Good research design commonly involves a precarious balance between too much and too little.  Most social phenomena of interest involve a complex interplay between actors, processes, structures, and expectations over time.  Good theory depends on a selective abstraction from the complexities of life as experienced to create a simplified but telling model of decisive facets.  Good research must similarly pursue a selective view of reality, focused on a limited set of causal relations that are sufficient to make sense of some phenomena we wish to understand, without losing us in irrelevant details or  misleading us by leaving out things that are important.  Being able to think clearly about the relationships among multiple facets of a theoretical model is the mirror of thinking clearly about the possible relationships among multiple variables in a research design and a data analysis.  Hypothetical models of the possible relationships between social phenomena give us the goals for our research design while analyzing the patterns found in our data give us the insights to adjust our models. 

12.   The Art of a Critical Manuscript Review.

Every professional involved in social research must be prepared to give and receive critical reviews.  The standards for critical reviews are high.  A good review needs to identify the important limitations of the work under review as well as recognize its potential contribution.  The measure of weaknesses and strengths are the standards and existing knowledge in the field.  A review that overlooks significant shortcomings or fails to notice possible contributions is seriously flawed.  


13. Sources of Error.
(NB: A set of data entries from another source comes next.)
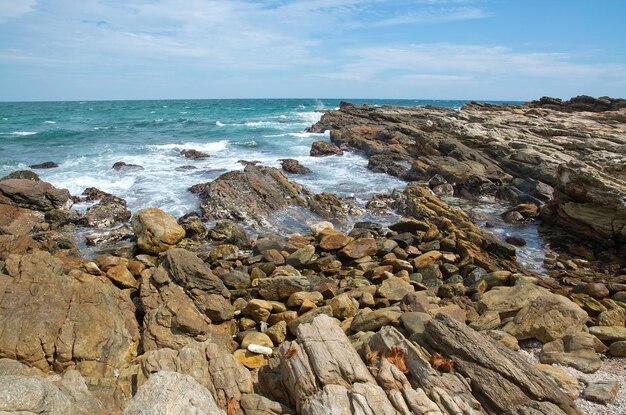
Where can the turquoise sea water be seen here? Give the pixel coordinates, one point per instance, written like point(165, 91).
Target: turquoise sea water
point(87, 138)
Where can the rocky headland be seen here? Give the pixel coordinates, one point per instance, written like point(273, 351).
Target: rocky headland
point(216, 312)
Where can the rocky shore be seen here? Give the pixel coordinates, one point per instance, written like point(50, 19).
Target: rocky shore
point(216, 312)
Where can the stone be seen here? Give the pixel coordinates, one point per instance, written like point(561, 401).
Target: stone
point(193, 154)
point(35, 195)
point(618, 348)
point(170, 393)
point(415, 322)
point(575, 350)
point(566, 382)
point(293, 166)
point(257, 338)
point(547, 318)
point(324, 148)
point(374, 320)
point(609, 333)
point(17, 221)
point(359, 248)
point(343, 306)
point(334, 240)
point(394, 289)
point(602, 392)
point(156, 231)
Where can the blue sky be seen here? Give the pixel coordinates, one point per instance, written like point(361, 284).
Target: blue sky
point(439, 49)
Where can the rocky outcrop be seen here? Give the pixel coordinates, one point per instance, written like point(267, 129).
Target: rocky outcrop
point(516, 153)
point(55, 321)
point(35, 195)
point(156, 231)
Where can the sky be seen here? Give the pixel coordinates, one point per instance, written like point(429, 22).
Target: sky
point(414, 49)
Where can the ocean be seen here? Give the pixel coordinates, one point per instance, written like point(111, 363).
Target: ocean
point(86, 138)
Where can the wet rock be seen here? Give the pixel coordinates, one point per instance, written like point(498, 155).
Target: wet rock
point(156, 231)
point(293, 166)
point(122, 166)
point(250, 195)
point(17, 221)
point(324, 148)
point(108, 212)
point(35, 195)
point(170, 393)
point(359, 248)
point(547, 318)
point(577, 351)
point(44, 165)
point(193, 154)
point(602, 392)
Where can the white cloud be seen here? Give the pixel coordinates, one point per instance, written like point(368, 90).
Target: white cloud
point(15, 8)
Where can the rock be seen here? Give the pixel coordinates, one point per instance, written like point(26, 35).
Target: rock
point(56, 321)
point(547, 318)
point(609, 333)
point(250, 195)
point(293, 166)
point(22, 174)
point(602, 392)
point(343, 306)
point(156, 231)
point(249, 359)
point(121, 166)
point(618, 348)
point(108, 212)
point(415, 322)
point(501, 379)
point(170, 393)
point(193, 226)
point(565, 381)
point(334, 240)
point(299, 258)
point(374, 320)
point(359, 248)
point(44, 165)
point(595, 290)
point(575, 350)
point(394, 289)
point(38, 395)
point(324, 148)
point(193, 154)
point(17, 221)
point(37, 195)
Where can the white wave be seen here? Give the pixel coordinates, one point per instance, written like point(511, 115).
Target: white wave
point(20, 133)
point(206, 147)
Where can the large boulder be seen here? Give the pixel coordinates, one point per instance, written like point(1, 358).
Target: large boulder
point(54, 321)
point(171, 393)
point(156, 231)
point(547, 318)
point(36, 195)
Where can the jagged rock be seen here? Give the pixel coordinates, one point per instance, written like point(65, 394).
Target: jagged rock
point(250, 195)
point(35, 195)
point(193, 154)
point(324, 148)
point(501, 379)
point(54, 321)
point(547, 318)
point(17, 221)
point(44, 165)
point(293, 166)
point(108, 212)
point(156, 231)
point(575, 350)
point(170, 393)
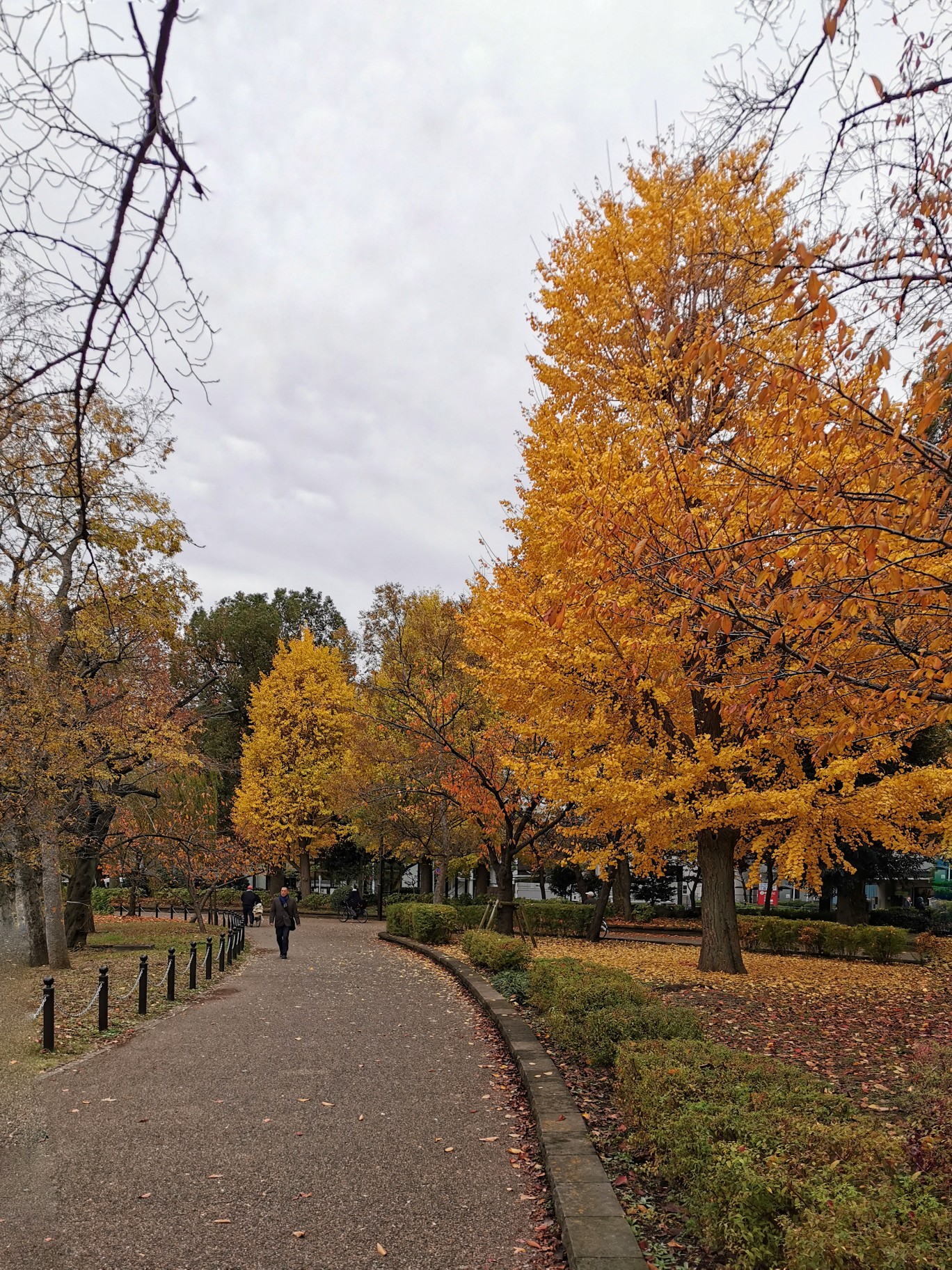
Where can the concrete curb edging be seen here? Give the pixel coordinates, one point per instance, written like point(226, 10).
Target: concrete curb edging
point(596, 1232)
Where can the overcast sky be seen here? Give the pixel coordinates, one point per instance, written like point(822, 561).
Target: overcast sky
point(383, 175)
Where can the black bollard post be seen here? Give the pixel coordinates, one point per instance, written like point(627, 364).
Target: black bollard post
point(103, 998)
point(49, 1014)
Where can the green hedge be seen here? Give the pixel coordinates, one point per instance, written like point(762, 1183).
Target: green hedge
point(315, 903)
point(495, 952)
point(429, 923)
point(513, 985)
point(775, 1170)
point(781, 935)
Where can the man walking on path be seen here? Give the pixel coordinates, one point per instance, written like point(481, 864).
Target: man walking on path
point(283, 918)
point(248, 903)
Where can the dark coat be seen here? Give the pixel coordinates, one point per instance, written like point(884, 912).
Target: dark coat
point(282, 916)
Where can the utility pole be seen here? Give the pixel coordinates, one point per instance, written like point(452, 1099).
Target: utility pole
point(380, 878)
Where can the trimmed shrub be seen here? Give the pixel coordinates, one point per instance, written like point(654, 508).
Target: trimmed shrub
point(432, 923)
point(882, 943)
point(904, 918)
point(315, 903)
point(559, 917)
point(773, 1168)
point(495, 952)
point(603, 1030)
point(468, 916)
point(779, 935)
point(841, 940)
point(548, 975)
point(513, 985)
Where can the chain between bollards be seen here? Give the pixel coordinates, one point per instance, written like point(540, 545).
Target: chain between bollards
point(103, 998)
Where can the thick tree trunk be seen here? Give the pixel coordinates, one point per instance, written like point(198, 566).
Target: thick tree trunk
point(52, 904)
point(29, 889)
point(720, 943)
point(768, 864)
point(425, 874)
point(507, 895)
point(79, 900)
point(598, 914)
point(850, 900)
point(621, 888)
point(79, 893)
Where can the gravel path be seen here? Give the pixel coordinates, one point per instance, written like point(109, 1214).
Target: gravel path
point(319, 1097)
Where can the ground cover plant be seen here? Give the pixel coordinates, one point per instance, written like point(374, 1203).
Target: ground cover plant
point(21, 989)
point(864, 1060)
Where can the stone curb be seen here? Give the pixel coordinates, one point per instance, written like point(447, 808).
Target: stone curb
point(596, 1232)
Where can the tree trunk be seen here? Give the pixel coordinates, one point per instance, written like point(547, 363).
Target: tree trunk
point(850, 900)
point(507, 895)
point(52, 904)
point(720, 943)
point(29, 891)
point(480, 884)
point(768, 865)
point(79, 893)
point(598, 915)
point(425, 875)
point(621, 888)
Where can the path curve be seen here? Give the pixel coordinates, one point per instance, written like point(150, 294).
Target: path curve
point(253, 1097)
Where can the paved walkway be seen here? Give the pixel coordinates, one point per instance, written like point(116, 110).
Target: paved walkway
point(320, 1095)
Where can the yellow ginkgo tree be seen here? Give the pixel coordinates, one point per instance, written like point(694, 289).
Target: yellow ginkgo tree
point(300, 718)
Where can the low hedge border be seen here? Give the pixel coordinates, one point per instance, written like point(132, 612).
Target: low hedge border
point(596, 1232)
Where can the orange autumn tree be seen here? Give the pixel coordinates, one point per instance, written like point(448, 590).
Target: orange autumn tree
point(422, 687)
point(673, 735)
point(300, 721)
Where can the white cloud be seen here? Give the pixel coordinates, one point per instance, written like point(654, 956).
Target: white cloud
point(380, 173)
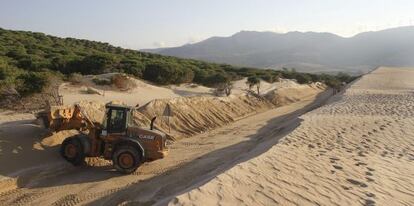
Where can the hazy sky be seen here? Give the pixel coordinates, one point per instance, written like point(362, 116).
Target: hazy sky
point(155, 23)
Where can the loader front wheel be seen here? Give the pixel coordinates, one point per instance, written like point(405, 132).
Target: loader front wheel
point(72, 151)
point(126, 159)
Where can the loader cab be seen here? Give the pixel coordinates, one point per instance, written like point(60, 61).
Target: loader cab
point(117, 119)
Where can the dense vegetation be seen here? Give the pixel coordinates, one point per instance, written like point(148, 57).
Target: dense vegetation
point(28, 59)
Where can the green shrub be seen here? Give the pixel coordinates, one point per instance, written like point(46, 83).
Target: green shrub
point(101, 81)
point(31, 82)
point(303, 78)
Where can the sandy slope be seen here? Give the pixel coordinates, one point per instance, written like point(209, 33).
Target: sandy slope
point(33, 172)
point(357, 150)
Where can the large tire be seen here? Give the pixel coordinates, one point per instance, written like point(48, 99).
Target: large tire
point(126, 158)
point(72, 151)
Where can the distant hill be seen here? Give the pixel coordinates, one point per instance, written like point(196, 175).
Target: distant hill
point(309, 51)
point(30, 60)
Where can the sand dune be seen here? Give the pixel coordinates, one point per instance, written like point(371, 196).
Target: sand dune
point(35, 174)
point(357, 150)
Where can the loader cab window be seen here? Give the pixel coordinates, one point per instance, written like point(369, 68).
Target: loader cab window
point(116, 120)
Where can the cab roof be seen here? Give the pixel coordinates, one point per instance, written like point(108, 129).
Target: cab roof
point(118, 106)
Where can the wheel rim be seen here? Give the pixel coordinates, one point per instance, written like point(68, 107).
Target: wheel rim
point(70, 151)
point(126, 160)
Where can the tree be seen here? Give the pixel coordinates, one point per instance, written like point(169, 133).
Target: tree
point(32, 82)
point(133, 67)
point(254, 81)
point(162, 72)
point(303, 78)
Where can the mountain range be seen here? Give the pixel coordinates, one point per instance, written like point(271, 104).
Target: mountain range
point(305, 51)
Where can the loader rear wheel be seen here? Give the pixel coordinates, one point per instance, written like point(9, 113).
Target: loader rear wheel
point(126, 159)
point(72, 151)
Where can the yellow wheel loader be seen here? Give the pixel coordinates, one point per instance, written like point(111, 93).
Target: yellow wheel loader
point(115, 139)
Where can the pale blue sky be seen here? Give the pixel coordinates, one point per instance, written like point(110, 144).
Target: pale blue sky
point(154, 23)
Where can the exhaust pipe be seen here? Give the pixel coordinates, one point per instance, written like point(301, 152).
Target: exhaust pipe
point(152, 123)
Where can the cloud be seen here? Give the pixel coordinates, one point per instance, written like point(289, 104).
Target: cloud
point(159, 44)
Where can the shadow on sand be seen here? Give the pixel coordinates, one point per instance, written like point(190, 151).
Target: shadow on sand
point(161, 188)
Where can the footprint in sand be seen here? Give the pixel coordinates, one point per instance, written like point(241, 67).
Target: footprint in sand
point(369, 179)
point(358, 183)
point(369, 202)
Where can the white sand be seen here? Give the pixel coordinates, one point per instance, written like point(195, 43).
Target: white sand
point(35, 174)
point(358, 150)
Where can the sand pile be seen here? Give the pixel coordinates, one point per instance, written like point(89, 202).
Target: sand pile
point(188, 115)
point(194, 115)
point(358, 150)
point(293, 93)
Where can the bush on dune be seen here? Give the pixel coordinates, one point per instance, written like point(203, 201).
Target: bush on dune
point(30, 55)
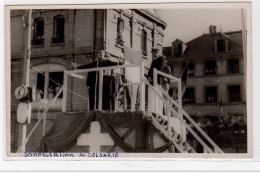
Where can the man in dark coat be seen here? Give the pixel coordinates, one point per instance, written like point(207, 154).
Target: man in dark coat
point(93, 84)
point(157, 63)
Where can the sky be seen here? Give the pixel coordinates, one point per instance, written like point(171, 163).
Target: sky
point(187, 24)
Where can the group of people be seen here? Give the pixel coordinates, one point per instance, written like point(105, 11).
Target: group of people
point(112, 82)
point(160, 63)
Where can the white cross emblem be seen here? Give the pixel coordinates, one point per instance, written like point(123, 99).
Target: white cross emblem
point(94, 139)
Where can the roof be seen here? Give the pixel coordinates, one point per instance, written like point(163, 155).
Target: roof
point(153, 16)
point(206, 43)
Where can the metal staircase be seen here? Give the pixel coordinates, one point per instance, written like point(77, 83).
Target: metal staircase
point(161, 123)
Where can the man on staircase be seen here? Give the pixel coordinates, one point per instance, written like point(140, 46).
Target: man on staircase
point(156, 63)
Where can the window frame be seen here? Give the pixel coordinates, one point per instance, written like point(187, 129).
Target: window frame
point(54, 39)
point(230, 59)
point(35, 40)
point(217, 93)
point(46, 69)
point(194, 96)
point(205, 67)
point(224, 45)
point(240, 96)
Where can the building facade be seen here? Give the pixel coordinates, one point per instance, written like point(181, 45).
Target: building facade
point(215, 93)
point(63, 39)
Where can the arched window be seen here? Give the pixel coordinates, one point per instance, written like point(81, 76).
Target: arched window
point(38, 31)
point(144, 42)
point(120, 31)
point(120, 25)
point(58, 29)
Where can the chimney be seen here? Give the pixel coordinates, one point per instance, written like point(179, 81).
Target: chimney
point(214, 29)
point(211, 29)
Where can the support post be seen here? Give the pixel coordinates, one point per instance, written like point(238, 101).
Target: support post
point(65, 85)
point(24, 130)
point(183, 132)
point(100, 90)
point(155, 83)
point(43, 125)
point(26, 75)
point(142, 88)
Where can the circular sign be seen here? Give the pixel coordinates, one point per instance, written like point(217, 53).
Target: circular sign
point(21, 92)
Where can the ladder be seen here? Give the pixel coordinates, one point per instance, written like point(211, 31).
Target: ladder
point(163, 122)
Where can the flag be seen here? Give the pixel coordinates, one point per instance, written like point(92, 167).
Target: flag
point(221, 107)
point(184, 78)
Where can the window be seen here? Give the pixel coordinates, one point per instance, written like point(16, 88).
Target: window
point(120, 25)
point(234, 93)
point(210, 68)
point(144, 42)
point(56, 82)
point(40, 85)
point(190, 68)
point(211, 94)
point(220, 45)
point(58, 32)
point(47, 78)
point(38, 32)
point(120, 31)
point(179, 49)
point(233, 66)
point(188, 97)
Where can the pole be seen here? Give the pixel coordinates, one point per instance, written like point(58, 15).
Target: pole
point(26, 74)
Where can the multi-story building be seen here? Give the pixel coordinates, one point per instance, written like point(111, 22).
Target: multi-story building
point(62, 39)
point(215, 93)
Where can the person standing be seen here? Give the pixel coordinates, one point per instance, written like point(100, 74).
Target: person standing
point(165, 82)
point(165, 69)
point(156, 63)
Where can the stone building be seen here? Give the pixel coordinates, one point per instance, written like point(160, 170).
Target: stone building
point(215, 93)
point(63, 39)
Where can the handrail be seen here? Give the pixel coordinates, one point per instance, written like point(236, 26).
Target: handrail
point(41, 117)
point(178, 116)
point(104, 68)
point(167, 75)
point(216, 148)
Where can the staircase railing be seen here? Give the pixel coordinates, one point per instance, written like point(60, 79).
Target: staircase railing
point(181, 112)
point(42, 117)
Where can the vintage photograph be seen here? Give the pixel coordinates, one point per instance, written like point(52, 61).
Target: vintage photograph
point(100, 82)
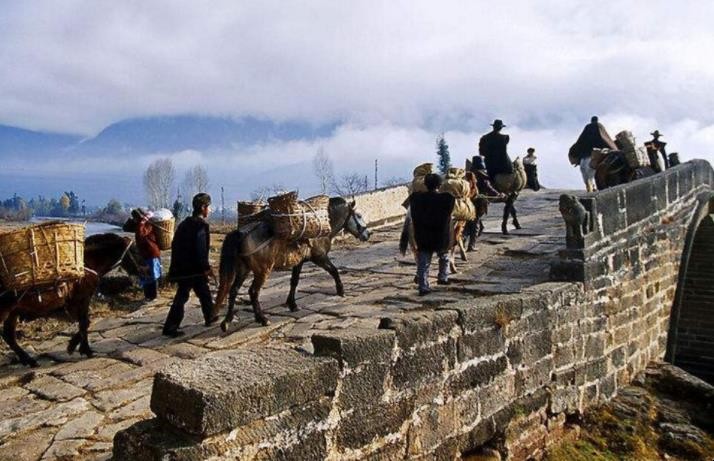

Where do we go wrong? How do we minimize, reveal, and overcome errors?

All research efforts produce mistakes.  Research is difficult and complex.  We are flawed and error prone.  A strategy that relies strictly on avoiding mistakes will fail, because it impedes recognition and correction of errors more than it prevents mistakes. 

14 & 15.  Research is an ethical issue.  (& Class Presentations of Research Proposals.)

The professional who conducts social research is a scientist, and we expect scientists to conform to ethical codes. In academic environments (and many non-profit research organizations), this is made salient to social scientists by the requirement that research must be approved by institutional review boards (IRBs), that try to ensure we do not mistreat people. Other ethical concerns, such as selectively presenting only research findings that support the researcher's argument, are all too often neglected. Only when someone is exposed as flagrantly violating rules, such as inventing the data, do our ethics get much recognition (and even then, social scientists commonly cope with the issue as one of public perception). The misuse of social science in public controversies has led many to believe that we can always manipulate the numbers to match our argument. Every time social scientists bend the rules - and this happens with embarrassing regularity - we contribute to the erosion of trust in social scientists ... by the public, by decision makers, and by other scientists. Without integrity, we become known as modern alchemists, practicing pseudo-science.